Another good example of the consequences of elevating groups above individuals is the perverse notion of justice embodied in affirmative action. Affirmative action discriminates against innocent members of certain groups today to compensate for injustice suffered by innocent members of different groups in the past. This inter-generational eye-for-an-eye theory of justice does far more to institutionalize resentment than it does to right earlier wrongs. Through the miracle of modern democratic group think, and in defiance of the wisdom of the ages, affirmative action wants to prove that two wrongs do make a right.
Groups do not suffer or bleed. Groups do not go to prison or die. It is impossible to discriminate against any group without discriminating against individuals in the group. It is impossible to cause injustice to a group without causing injustice to its individual members. Free societies defend the rights of all individuals to life, liberty and property. In a society where individuals are treated justly no group can be wronged.
It is only by focusing on what is best for “society” or “the nation” or any group, and ignoring the rights of individuals that the horrific crimes committed by governments in this century have been possible.
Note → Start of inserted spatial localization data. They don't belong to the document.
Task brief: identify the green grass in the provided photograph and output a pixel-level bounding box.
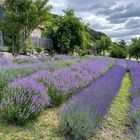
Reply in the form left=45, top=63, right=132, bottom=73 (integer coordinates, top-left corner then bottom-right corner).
left=96, top=73, right=131, bottom=140
left=0, top=108, right=64, bottom=140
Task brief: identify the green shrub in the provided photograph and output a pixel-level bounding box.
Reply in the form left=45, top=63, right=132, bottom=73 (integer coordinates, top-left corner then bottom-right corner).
left=1, top=80, right=48, bottom=125
left=47, top=86, right=66, bottom=106
left=0, top=68, right=35, bottom=101
left=59, top=100, right=100, bottom=140
left=58, top=60, right=76, bottom=69
left=129, top=110, right=140, bottom=139
left=13, top=58, right=37, bottom=64
left=35, top=47, right=44, bottom=54
left=110, top=45, right=127, bottom=58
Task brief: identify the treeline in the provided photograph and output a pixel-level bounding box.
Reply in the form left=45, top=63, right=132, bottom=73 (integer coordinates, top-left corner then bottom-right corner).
left=43, top=9, right=112, bottom=56
left=45, top=10, right=140, bottom=60
left=0, top=0, right=140, bottom=60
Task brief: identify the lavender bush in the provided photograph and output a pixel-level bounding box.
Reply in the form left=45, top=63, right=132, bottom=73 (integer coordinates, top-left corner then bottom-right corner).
left=1, top=78, right=49, bottom=125
left=60, top=100, right=99, bottom=140
left=0, top=56, right=81, bottom=102
left=0, top=68, right=35, bottom=101
left=30, top=58, right=114, bottom=106
left=128, top=61, right=140, bottom=139
left=0, top=57, right=12, bottom=65
left=13, top=57, right=38, bottom=64
left=59, top=65, right=126, bottom=140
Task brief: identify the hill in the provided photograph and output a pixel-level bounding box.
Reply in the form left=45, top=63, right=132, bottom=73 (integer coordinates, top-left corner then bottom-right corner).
left=88, top=28, right=110, bottom=42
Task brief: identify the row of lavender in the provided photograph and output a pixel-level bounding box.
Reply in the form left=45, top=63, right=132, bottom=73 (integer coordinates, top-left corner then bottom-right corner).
left=30, top=58, right=114, bottom=106
left=128, top=61, right=140, bottom=139
left=0, top=55, right=97, bottom=69
left=0, top=55, right=84, bottom=98
left=59, top=65, right=126, bottom=139
left=0, top=55, right=100, bottom=102
left=0, top=55, right=79, bottom=70
left=0, top=58, right=114, bottom=125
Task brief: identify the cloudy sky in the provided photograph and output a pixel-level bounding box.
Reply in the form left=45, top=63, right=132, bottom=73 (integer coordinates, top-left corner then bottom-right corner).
left=48, top=0, right=140, bottom=42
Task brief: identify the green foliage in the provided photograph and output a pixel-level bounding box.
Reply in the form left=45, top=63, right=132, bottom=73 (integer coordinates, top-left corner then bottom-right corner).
left=110, top=43, right=127, bottom=59
left=35, top=47, right=44, bottom=54
left=88, top=28, right=109, bottom=42
left=57, top=60, right=76, bottom=69
left=46, top=45, right=55, bottom=55
left=118, top=40, right=127, bottom=49
left=23, top=37, right=34, bottom=54
left=59, top=100, right=100, bottom=140
left=129, top=110, right=140, bottom=139
left=1, top=0, right=52, bottom=54
left=0, top=68, right=35, bottom=101
left=13, top=57, right=37, bottom=64
left=43, top=9, right=91, bottom=55
left=47, top=86, right=66, bottom=106
left=128, top=38, right=140, bottom=60
left=96, top=36, right=111, bottom=56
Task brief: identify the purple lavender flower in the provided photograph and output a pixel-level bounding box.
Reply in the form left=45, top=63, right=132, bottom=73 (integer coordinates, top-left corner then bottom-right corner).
left=0, top=57, right=12, bottom=65
left=8, top=77, right=50, bottom=104
left=60, top=65, right=126, bottom=139
left=128, top=60, right=140, bottom=139
left=28, top=58, right=115, bottom=105
left=1, top=78, right=50, bottom=125
left=31, top=58, right=114, bottom=95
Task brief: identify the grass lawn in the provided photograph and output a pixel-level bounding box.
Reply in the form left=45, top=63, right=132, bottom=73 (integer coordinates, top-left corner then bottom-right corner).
left=96, top=73, right=131, bottom=140
left=0, top=108, right=64, bottom=140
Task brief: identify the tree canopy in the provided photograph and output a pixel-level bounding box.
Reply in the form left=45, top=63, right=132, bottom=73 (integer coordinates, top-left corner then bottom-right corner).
left=110, top=42, right=127, bottom=59
left=0, top=0, right=51, bottom=54
left=96, top=36, right=111, bottom=56
left=128, top=38, right=140, bottom=60
left=43, top=9, right=91, bottom=55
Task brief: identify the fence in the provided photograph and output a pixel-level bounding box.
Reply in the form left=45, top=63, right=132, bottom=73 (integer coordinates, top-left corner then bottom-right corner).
left=0, top=31, right=3, bottom=47
left=32, top=37, right=53, bottom=49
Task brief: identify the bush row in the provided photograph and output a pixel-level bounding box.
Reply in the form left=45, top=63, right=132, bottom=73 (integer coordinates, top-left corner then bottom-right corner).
left=59, top=65, right=126, bottom=140
left=0, top=58, right=115, bottom=125
left=128, top=61, right=140, bottom=139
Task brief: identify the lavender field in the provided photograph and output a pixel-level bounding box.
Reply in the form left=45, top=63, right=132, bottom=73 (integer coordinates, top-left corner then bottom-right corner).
left=0, top=55, right=139, bottom=140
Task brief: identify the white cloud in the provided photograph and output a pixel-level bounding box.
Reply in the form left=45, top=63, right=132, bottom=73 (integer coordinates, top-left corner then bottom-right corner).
left=49, top=0, right=140, bottom=42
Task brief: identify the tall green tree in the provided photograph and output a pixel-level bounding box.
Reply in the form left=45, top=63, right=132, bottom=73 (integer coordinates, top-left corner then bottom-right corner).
left=110, top=42, right=127, bottom=59
left=43, top=9, right=91, bottom=55
left=128, top=38, right=140, bottom=60
left=97, top=36, right=111, bottom=56
left=0, top=0, right=52, bottom=54
left=118, top=40, right=127, bottom=49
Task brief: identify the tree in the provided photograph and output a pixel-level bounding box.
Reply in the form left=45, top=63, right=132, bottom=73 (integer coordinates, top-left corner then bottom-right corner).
left=0, top=0, right=52, bottom=54
left=128, top=38, right=140, bottom=60
left=43, top=9, right=91, bottom=55
left=110, top=42, right=127, bottom=59
left=88, top=28, right=109, bottom=42
left=118, top=40, right=127, bottom=48
left=97, top=36, right=111, bottom=56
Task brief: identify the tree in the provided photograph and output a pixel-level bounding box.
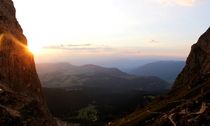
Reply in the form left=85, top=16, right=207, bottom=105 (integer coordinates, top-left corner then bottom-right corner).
left=77, top=105, right=98, bottom=122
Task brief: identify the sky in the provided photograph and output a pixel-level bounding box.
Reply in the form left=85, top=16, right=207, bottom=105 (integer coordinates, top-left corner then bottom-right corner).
left=12, top=0, right=210, bottom=68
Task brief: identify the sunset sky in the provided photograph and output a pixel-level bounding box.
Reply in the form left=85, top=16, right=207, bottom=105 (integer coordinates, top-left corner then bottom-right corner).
left=12, top=0, right=210, bottom=67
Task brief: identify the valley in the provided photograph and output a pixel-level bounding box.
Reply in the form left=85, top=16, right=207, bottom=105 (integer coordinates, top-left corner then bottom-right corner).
left=36, top=62, right=172, bottom=125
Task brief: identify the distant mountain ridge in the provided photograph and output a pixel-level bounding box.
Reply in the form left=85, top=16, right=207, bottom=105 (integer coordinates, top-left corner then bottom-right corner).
left=130, top=61, right=185, bottom=83
left=37, top=63, right=127, bottom=77
left=36, top=63, right=169, bottom=92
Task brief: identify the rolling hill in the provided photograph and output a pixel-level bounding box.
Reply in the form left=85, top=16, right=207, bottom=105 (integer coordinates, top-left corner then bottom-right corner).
left=36, top=63, right=169, bottom=92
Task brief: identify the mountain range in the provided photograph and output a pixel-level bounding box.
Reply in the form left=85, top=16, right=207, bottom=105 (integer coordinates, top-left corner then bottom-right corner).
left=36, top=63, right=169, bottom=92
left=37, top=63, right=170, bottom=125
left=1, top=0, right=209, bottom=126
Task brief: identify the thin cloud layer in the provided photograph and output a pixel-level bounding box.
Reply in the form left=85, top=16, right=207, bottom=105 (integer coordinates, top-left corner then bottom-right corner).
left=44, top=44, right=113, bottom=52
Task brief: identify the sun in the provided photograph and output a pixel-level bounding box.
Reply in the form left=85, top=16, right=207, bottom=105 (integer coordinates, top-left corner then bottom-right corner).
left=28, top=43, right=43, bottom=54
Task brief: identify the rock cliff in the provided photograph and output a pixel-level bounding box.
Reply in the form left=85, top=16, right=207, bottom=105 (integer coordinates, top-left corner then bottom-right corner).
left=109, top=28, right=210, bottom=126
left=171, top=27, right=210, bottom=95
left=0, top=0, right=57, bottom=125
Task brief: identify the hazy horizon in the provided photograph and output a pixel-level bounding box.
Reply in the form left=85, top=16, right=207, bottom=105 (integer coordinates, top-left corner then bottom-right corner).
left=35, top=58, right=185, bottom=72
left=12, top=0, right=210, bottom=65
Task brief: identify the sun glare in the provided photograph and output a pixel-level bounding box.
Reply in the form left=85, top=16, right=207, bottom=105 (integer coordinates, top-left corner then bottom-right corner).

For what it considered the good of society the German government of the Third Reich murdered over 6 million Europeans including millions of its own citizens and was responsible for the deaths of millions more worldwide. For the good of society the Russian government killed tens of millions, built the Berlin Wall and the Gulag, a system of labor and psychiatric prison camps in which further millions were enslaved and died. Millions more died for the good of society in China under Mao. Still more in the killing fields of Cambodia under Pol Pot.
On that cheerful note, I’ll bet you are ready for the answers to the pop quiz.
Quotation A, “We must stop thinking of the individual and start thinking about what is best for society,” is from former First Lady, Senator Hillary Clinton. Mrs. Clinton is toiling daily, with the help of Democrats and Republicans alike, to promote what is best for society at the expense of individuals all over America. She has an excellent shot at becoming president.
The second quote, B, “We must abolish the cult of the individual decisively, once and for all,” is from Nikita Khruschev, who took over in the 50’s from Joseph Stalin as ruler of the murderous police state in Soviet Russia.
Quotation C, “This state of mind, which subordinates the interests of the ego to the conservation of the community, is really the first premise for every truly human culture…. we understand only the individual’s capacity to make sacrifices for the community, for his fellow man,” … Adolph Hitler in a speech in 1933.